Bissett started Irish dancing at the age of 10 with the McConnell School of Dance in 1951. She branched out into tap and jazz and before long, at the age of 14, she took over a community club dance program.
She said she was fortunate to be around during a time when the CBC put on a lot of variety shows, including Dances of the Nation, Club 41, The Show That Jack Built and Red River Jamboree.
"For a 16 or 17-year-old, doing professional work on TV was fun and exciting, as well as working with celebrities that they brought in," she said.
After she married, Bissett opened her own dance studio in Transcona. 18 years ago she sold it to her protege. "I've wound down over the years, but I couldn't quite cut the cord, so I still teach a few classes of Irish dance," said the 74-year-old.
Donna Fiala's career took quite a different path. She made her mark leading and choreographing for The Bomberettes for 27 years from its inception in 1952. "We performed for games at half-time, we did full performances, and we were not cheerleaders," she noted. "We danced, twirled, marched and maneuvered."
She took the Bomberettes to five world fairs and three Grey Cups. A highlight was winning the World Dance Twirl Championship at Notre Dame in Indiana. She also opened her own dance studio.
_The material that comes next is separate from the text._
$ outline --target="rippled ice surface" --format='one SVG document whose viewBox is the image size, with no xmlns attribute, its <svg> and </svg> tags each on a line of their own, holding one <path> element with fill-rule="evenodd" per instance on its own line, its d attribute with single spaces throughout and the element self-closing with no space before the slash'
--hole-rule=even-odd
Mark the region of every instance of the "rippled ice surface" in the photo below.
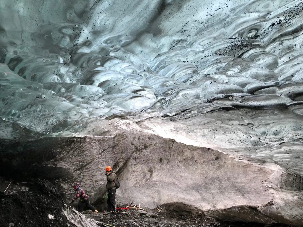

Fiala, 82, allong with Bissett, was also one of the founders of Dance Manitoba. She has watched dance flourish in the province through the decades, explaining that the number of dance schools has increased from five to over 60.
"The dancing has improved tremendously," she said. "I think it's really all because of Dance Manitoba and the dance festival."
She's pleased to have watched her children take up dancing, as well. Her daughter has been a teacher at the Royal Winnipeg Ballet for 25 years and her youngest granddaughter is dancing in the festival.
Fiala said she feels "fortunate and humbled to be among the other wonderful recipients at the awards. I'm pleased if I have made a difference in the art of dance."
Dance Manitoba, now 34 years old, promotes dance and dance development in Manitoba. Their biggest event is the Manitoba Provincial Dance Festival which now features more than 1500 performances over the course of 18 days.
The 1st Annual Distinction Awards for Excellence in Dance takes place at The Fort Garry Hotel on January 18.